Roberto D'Alessandro
Roberto D’Alessandro

Secondo un gruppo di storici e giornalisti, c’è un’altra faccia del Risorgimento mai raccontata dalla storiografia ufficiale. Questi studiosi sostengono che il Sud sarebbe stato conquistato e poi saccheggiato con la forza delle arme dai piemontesi; inoltre, a loro dire, il Regno delle Due Sicilie non era poi così arretrato, come si vuol far credere. Basando il suo racconto su una capillare ricerca d’archivio, il giornalista Pino Aprile descrive  questa nuova e inedita versione nel suo fortunato saggio “Terroni”, un volume che in poco tempo ha conquistato le coscienze collettive, non solo dei meridionali.  Il contenuto del libro ha ispirato l’omonimo spettacolo teatrale, diretto, adattato e interpretato dal regista e attore Roberto D’Alessandro. La rappresentazione andrà in scena il 17 marzo, alle 21, al Teatro dei Servi di Roma.

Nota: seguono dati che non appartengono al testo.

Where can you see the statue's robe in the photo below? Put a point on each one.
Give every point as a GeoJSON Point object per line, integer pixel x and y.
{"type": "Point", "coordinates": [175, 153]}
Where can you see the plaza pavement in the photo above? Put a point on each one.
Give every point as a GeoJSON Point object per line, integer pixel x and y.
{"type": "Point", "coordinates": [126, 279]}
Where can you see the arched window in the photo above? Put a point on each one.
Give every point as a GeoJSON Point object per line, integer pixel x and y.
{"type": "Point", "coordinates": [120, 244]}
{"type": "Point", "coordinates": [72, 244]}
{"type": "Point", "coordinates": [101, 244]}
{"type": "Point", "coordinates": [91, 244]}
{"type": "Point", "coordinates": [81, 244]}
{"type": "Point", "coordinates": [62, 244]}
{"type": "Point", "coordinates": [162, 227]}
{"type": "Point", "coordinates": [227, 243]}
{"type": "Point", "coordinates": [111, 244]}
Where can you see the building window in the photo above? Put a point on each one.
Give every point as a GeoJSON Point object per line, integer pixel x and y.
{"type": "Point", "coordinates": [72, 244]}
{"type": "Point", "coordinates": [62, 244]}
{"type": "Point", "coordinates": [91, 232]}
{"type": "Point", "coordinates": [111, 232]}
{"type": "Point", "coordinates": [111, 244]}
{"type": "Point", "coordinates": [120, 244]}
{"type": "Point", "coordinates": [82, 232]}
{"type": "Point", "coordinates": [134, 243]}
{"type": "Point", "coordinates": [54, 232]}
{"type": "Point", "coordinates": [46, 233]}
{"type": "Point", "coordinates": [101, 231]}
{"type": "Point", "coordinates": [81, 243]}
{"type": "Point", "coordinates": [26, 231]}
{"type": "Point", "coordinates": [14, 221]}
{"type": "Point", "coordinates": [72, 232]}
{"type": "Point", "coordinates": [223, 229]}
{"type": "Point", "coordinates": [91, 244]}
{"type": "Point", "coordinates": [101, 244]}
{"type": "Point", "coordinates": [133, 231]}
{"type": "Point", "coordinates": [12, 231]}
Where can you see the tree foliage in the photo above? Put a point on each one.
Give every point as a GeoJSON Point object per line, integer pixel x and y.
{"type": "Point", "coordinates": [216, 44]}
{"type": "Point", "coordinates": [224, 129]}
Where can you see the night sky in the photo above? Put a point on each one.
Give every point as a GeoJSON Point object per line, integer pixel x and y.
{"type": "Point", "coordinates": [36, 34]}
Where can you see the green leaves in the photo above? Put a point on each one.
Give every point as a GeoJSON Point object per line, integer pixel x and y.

Terroni teatro canzone«Ho voluto riassumere il contenuto del libro in questo spettacolo – spiega D’Alessandro a Cultura & Culture -. Il saggio di Pino Aprile sostanzialmente mi ha colpito nella sua interezza, ma a prendere maggiormente la mia attenzione è stato in particolare l’incipit. La Storia dell’Unità d’Italia è stata completamente distorta e questo ha leso l’autostima di un intero popolo, che si è sentito sempre colpevole, quasi fuori luogo. E` un obbligo morale divulgare la verità». L’allestimento di D’Alessandro è  un insieme di parole e musiche, come quelle di Eugenio Bennato e di Domenico Mudugno: «Era da tempo che volevo realizzare un  Teatro/Canzone, sullo stile di Giorgio Gaber», afferma l’attore, «lo spettacolo è costituito soprattutto da monologhi, quindi era necessario allegerirlo in qualche modo, anche se, cercando brani e musiche che potessero evidenziare ancor di più la materia trattata, mi sono anche reso conto che musicisti e cantanti, come lo stesso Modugno, avevano raccontato, tra le righe, l’altra Storia, quella autentica, dell’Unità d’Italia». Come potevano mille uomini, con a capo Giuseppe Garibaldi, conquistare un vasto territorio, senza il sostegno delle potenze Europee? «La storia dei Mille è una favoletta ridicola», dichiara D’Alessandro, «il termine borbonico ha avuto sempre un significato negativo, eppure le fonti storiche ci dicono il contrario. Il Regno delle Due Sicilie era molto più evoluto del Regno di Sardegna, anche per quanto riguarda la burocrazia. Inoltre, era uno stato autoctono, in quanto il Borbone di Napoli parlava napoletano ed era nato e cresciuto nella città partenopea». Con l’Unità d’Italia, «il Sud è passato dalla povertà  – una condizione che interessava tutta Europa – alla miseria che ha portato poi alle emigrazioni di massa», precisa il regista di “Terroni” che ha altri progetti in cantiere come lo spettacolo “Milano non esiste” , una dicotomia sul dramma dell’emigrazione che ha interessato e traumatizzato non solo il Mezzogiorno ma anche il Nord Italia.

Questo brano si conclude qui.